Cas client

SaaS B2B · marché américain

25 rendez-vous en trois mois.Sur le marché le plus concurrentiel du B2B.

Un marché saturé, où les mêmes comptes reçoivent dix messages par jour.

25
rendez-vous posés en 3 mois
35,2 %
des réponses sont positives
22 500 $
de pipeline estimé

La situation

BeReach édite un agent qui automatise la prospection sur LinkedIn. Le produit se vend en le montrant : quinze minutes de démonstration valent mieux que trois pages d’argumentaire.

Restait à obtenir les quinze minutes. Et la cible visée, fondateurs et responsables de croissance aux États-Unis, est la plus sollicitée qui existe. Dix messages par jour dans la même boîte, dont une bonne partie produite par des outils du même genre que celui de BeReach.

C’est la difficulté propre à ce dossier, et elle est entière : un éditeur d’outil de prospection qui prospecte écrit à des gens qui reconnaissent un mail de prospection à la première ligne.

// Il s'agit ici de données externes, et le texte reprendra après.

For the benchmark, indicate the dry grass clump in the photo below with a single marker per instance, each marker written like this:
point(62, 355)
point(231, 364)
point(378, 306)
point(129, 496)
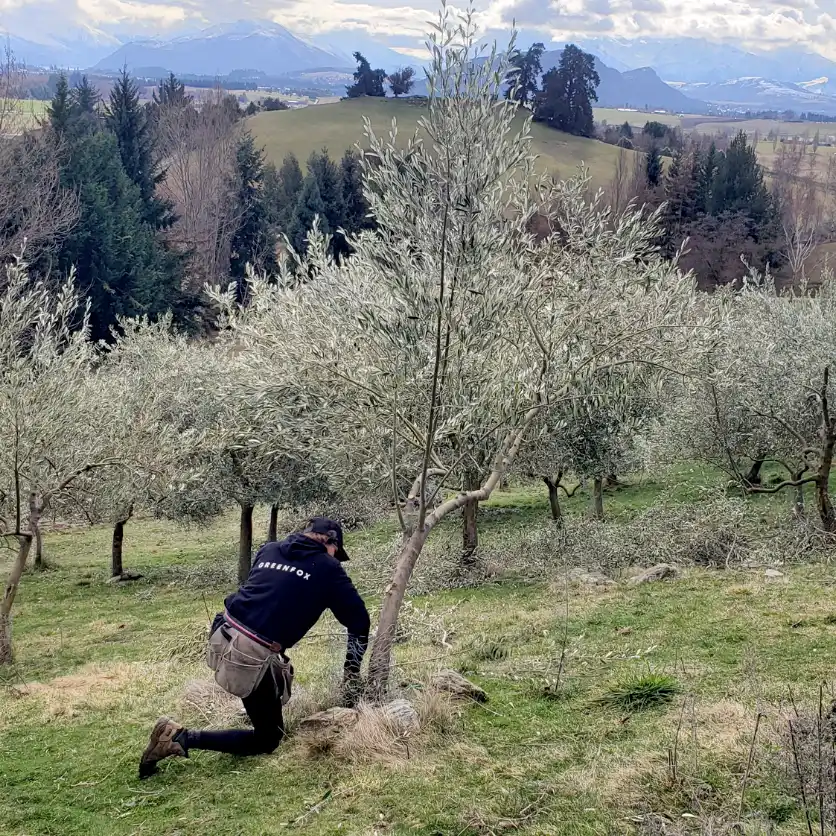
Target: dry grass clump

Le ciblage par signaux d’achat

Sur un marché comme celui-là, une liste construite par critères ne suffit pas. Le poste, la taille de l’entreprise et le secteur disent qui est la personne. Ils ne disent rien de ce qu’elle cherche cette semaine.

Le ciblage s’est donc fait sur des signaux d’achat, pas sur des attributs. Le plus fiable de tous est l’engagement public autour des solutions concurrentes : les commentaires et les discussions sous les publications LinkedIn des éditeurs du même marché sont collectés en continu, puis triés automatiquement pour ne garder que les profils conformes à la cible et dont l’intervention traduit un intérêt réel, pas une politesse professionnelle.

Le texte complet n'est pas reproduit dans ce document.